Aug 05 2008

Cruel and Unusual Punishment

Posted by J. Craig Canada in robert norse, trial

In about an hour I am to be sentenced for peeing in public.

It’s not something I would ordinarily do, but something I was forced to do, not just once, but on a daily basis by the meanness and cruelty that is a daily and ongoing experience for the poor and unfortunate here in Compassion Central.

The trial, in and of itself, was a traumatic and abusive experience. A kangaroo court with not the slightest interest in either justice or truth; what I have come to expect from the courts.

I wrote the above last night and couldn’t write anymore. As I sat thinking over the past three years and how to begin to describe what it’s like to be thrown out in the streets and forced to endure the most impossible privations and restrictions, and then to be cited and prosecuted…

During the course of the trial last week the judge stated there are no laws against peeing in public in the county and therefore I should have gone outside the city limits. And she said something about “no more necessary than a beer”. I really couldn’t figure out what that was about. I’m not a tee-totaler but I rarely drink. It doesn’t take much to give me horrible hangovers and I don’t like the way alcohol makes me feel in the first place.

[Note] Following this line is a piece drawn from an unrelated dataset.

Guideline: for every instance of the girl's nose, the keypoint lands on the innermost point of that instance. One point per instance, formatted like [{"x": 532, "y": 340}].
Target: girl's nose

I assumed going into the trial that a guilty verdict was a foregone conclusion. Robert had advised me to disqualify the judge, and I had done so numerous times in the past. But during the window I had to disqualify her for this citation I was so depressed and harassed I didn’t do it. I was never allowed to get to the point where I gave a damn before I was hit with something else; a trial, an arrest, one thing after another.

The so-called trial was essentially an exchange between the judge and myself. The person who called 911 to report my peeing showed up as a witness. She testified that she arrived at work and saw me get out of my sleeping bag and pee and she called 911. I questioned her as best I could and established that she could not see any body parts. I just asked her directly, “Could you see any body parts?” and she quickly and decisively replied, “No.” When I then asked her how she knew I was peeing she stated, “I could see the stream against the wall of the building.”

And based on that she called 911.

I also asked her if she had seen me on the street before and she replied she had but couldn’t say how long. Best I recall, she stated she had been employed by H.O.P.E. for two years. It wasn’t until afterwards I realized I hadn’t asked if she was a ‘client’ or ‘staff’. Or if she was on medications. And a number of other things along those lines.

I also asked her if she had noticed me peeing before, and I can’t clearly remember her response but best I can recall she said “No.”

Then I made my case for necessity, that I had been homeless for three years because I’m a medical marijuana patient, I had no where else to sleep, that I had been forced to sleep further and further away from facilities while at the same time places with facilites, such as LuLu’s and The Veterans Hall had prohibited me from using their restroom. I explained it was four blocks to the public restroom in the Locust Street garage and that I could not pack up my belongings and walk four blocks carrying about 50 pounds of baggage with straps over my shoulders without peeing on myself. That I had tried it many times and ended up peeing in my pants while people laughed at me.

I stated I had been banned from homeless services at when she snapped, “Why?” I was at a loss for words, and that is when she said, “You’ve burned your bridges behind you.”

There were no bridges. But by this time I was too upset to explain it. And it would take forever. And the fact was she had made it clear she didn’t want to hear it. I was guilty as far as she was concerned and that was that.

Sometime in the course of this confrontation I did state this was “cruel and unusual punishment”.

When I saw there was a witness against me, and since Robert showed up, I asked him if he would be willing to testify thinking he was all I had to establish that I was homeless, why I was homeless, how long, and that I had long made an issue of not having access to toilet facilities. In fact, it is the thing that has been most torturous about being homeless. Well, maybe 2nd to sleep-deprivation.

So Robert was excluded from the courtroom, he says twenty minutes, while all this was going on between me and the judge. When he was called in to witness, after the judge had told me I had not made a necessity defense, I asked him the six points of the necessity defense.

Well, now to get ready for my sentence.